DOM DAR – Revolution/Stench of Decay! 7” (Elderberry Records)
Another 7” I recently borrowed from my brother’s singles collection. This was purchased via Spiral Objective in 1992. Anyone remember Spiral Objective? Of course you do. They were, in effect, the Australian version of Blacklist mailorder (the San Fran co. linked up to MRR… are they still going?), which meant for every young punker in the early ‘90s only one thing: a ton of cheap records within easy grasp of anyone with a letterbox and a bit of spare cash. God bless ‘em. So, then there’s this 33RPM two-tracker from Sweden’s Dom Dar…

It gets me wondering: why was this purchased? I think the catalogue description mentioned the Melvins and Dom Dar’s penchant for lumbering, dirge-y crust-punk. Sounded good to us, throw it in the pile. I’m glad the purchase was made. 13 years after the fact, this is still a ripper, and even more perfect when played at wall-shaking volume. The A-side sounds uncannily like BGK’s slower tracks from their amazing Nothing Can Go Wrogn! LP; kinda like a Discharge 78 played at 33 with a thick, Northern European accent grunting out grim verses like “How can you fight a faceless spirit / When nothing is in the light / Where truth is all hidden / Lies passed down generations” before that apocalyptic one-word chorus hits: “Revolution!”. I’ll be sure to play it at my next disco swing party. It’s long (no, I haven’t time it, but I’m guessing it’s up somewhere near the 6-7 minute mark), though never wears out its welcome. There’s a glorious mixture of heavy, low-end, slo-mo riffage – which never crosses over to the Metal zone – and twangy second guitar providing a killer hook in the verses. Things do get fast for a minute or two before collapsing under a sea of strange guitar effects. Flip it over.

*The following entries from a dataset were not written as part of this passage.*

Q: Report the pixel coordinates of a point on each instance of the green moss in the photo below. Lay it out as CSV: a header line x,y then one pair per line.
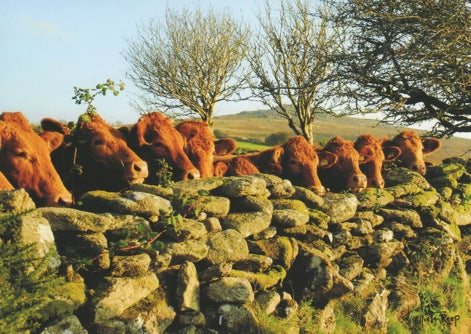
x,y
319,218
65,300
262,281
294,204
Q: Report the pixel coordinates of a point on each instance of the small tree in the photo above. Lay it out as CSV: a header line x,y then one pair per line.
x,y
291,63
409,59
190,63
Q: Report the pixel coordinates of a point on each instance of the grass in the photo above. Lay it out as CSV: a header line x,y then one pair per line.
x,y
259,125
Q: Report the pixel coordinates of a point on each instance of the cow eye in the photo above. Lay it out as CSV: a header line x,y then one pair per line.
x,y
21,154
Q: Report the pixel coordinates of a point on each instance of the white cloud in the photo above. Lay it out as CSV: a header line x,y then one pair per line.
x,y
44,28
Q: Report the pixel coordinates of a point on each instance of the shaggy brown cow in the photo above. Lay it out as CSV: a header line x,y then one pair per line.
x,y
4,183
25,161
200,145
154,137
295,160
413,149
106,161
345,173
372,168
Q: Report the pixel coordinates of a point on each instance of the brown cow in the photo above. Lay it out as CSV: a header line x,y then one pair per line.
x,y
154,137
4,183
413,149
372,168
106,161
26,162
345,173
201,145
295,160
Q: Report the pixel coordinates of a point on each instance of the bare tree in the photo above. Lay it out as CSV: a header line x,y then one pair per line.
x,y
291,63
189,63
409,59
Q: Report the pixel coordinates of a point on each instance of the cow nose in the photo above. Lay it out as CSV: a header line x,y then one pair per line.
x,y
378,183
192,174
358,181
318,190
140,168
419,168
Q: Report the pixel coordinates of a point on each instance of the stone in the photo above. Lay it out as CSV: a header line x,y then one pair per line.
x,y
226,246
191,318
404,216
130,266
230,290
189,250
375,318
243,186
340,207
214,206
187,229
379,255
16,201
152,314
400,175
188,288
247,223
212,224
194,187
122,293
351,265
37,231
157,190
129,202
262,281
69,324
372,198
370,216
268,300
282,250
252,204
309,198
285,218
254,263
68,219
235,319
277,187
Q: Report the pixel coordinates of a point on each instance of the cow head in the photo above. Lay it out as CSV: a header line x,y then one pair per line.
x,y
346,173
300,161
154,137
25,161
413,149
101,150
372,155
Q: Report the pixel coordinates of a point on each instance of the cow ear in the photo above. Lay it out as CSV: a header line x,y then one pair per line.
x,y
50,124
431,145
277,153
225,146
142,136
386,142
391,153
52,139
326,159
125,130
365,155
220,168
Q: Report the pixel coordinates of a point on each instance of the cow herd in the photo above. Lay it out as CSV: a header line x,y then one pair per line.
x,y
94,155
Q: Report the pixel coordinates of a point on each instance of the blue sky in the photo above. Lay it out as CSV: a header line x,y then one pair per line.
x,y
50,46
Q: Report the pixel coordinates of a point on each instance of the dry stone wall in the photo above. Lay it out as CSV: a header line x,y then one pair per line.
x,y
244,245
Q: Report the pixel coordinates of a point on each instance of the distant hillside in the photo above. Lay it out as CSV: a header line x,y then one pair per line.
x,y
261,123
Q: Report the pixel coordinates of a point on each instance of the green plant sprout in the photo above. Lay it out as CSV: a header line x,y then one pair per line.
x,y
87,95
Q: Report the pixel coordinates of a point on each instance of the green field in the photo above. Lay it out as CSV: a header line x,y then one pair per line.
x,y
257,125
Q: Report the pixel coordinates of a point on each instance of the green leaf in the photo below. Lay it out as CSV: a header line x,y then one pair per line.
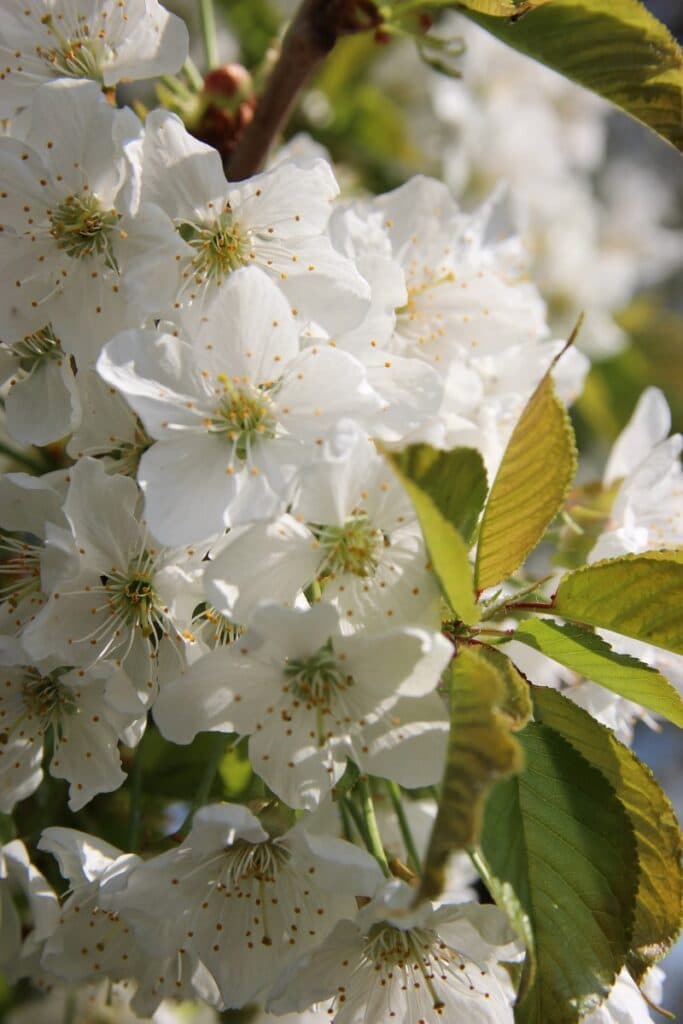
x,y
480,750
588,509
455,480
614,47
657,836
592,656
517,702
530,485
639,596
560,838
495,8
446,489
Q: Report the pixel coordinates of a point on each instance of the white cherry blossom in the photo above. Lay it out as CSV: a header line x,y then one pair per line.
x,y
29,504
77,248
310,697
392,966
103,40
243,901
117,595
353,530
71,705
22,937
236,412
40,375
275,220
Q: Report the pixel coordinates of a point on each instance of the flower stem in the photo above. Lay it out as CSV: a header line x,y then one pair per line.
x,y
397,804
373,833
208,23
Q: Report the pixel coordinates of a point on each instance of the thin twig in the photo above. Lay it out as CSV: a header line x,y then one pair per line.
x,y
311,35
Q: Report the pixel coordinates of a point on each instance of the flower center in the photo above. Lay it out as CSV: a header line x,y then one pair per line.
x,y
352,548
245,415
19,568
315,679
219,249
36,348
258,861
133,599
81,227
214,628
77,57
45,697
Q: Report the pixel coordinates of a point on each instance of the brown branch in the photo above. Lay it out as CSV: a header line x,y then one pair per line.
x,y
312,34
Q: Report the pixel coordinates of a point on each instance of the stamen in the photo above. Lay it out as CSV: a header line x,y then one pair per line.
x,y
82,228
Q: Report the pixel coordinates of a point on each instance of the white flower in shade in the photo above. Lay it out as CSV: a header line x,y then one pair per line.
x,y
396,966
309,697
118,595
647,512
94,939
275,220
467,297
89,942
626,1004
29,911
470,311
29,504
410,388
109,428
77,248
40,376
237,413
353,530
104,40
71,705
245,902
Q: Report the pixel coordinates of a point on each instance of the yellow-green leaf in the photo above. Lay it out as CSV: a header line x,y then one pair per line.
x,y
557,835
517,701
496,8
455,480
446,489
640,596
659,895
615,47
480,751
530,485
592,656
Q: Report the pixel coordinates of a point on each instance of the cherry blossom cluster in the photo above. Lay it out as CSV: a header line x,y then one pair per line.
x,y
225,547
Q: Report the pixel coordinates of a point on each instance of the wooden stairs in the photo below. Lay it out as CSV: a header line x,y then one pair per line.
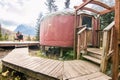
x,y
93,54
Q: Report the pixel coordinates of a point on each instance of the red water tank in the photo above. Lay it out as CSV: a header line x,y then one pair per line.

“Stench of Decay!”… don’t forget that exclamation mark! I might even prefer this to the A-side. The pace is up a notch, vocalist Ricke barks out his lines like a gargling Cal from Discharge and that riff! It almost approximate sa Bullhead-period Melvins recorded in a Scandinavian basement. I’ve said this before: I could give a fuck for the 7” format. I know there are folks out there who swear by it, but it’s not me. The pleasure, if there is one, is too fleeting and brief to be fully satisfying. In fact, they’re frustrating; if they’re bad, you find yourself never playing the thing again (and you can’t even get diddly-squat for it secondhand!), and if they’re good, like real good, like this Dom Dar disc, it only leaves you wanting more. Did Dom Dar ever release anything else? Beats me. “Crust-punk”, if you want to throw a term at it, is hardly a genre I’ve bothered investigating much at all in my life – barring Rudimentary Peni, Amebix and early Discharge – though I guess, just as those three bands showed, it’s got its little surprises which’ll just knock you out. I mean, fuck, an old Swedish crust 7” still flooring me in 2005? I can hardly believe it myself.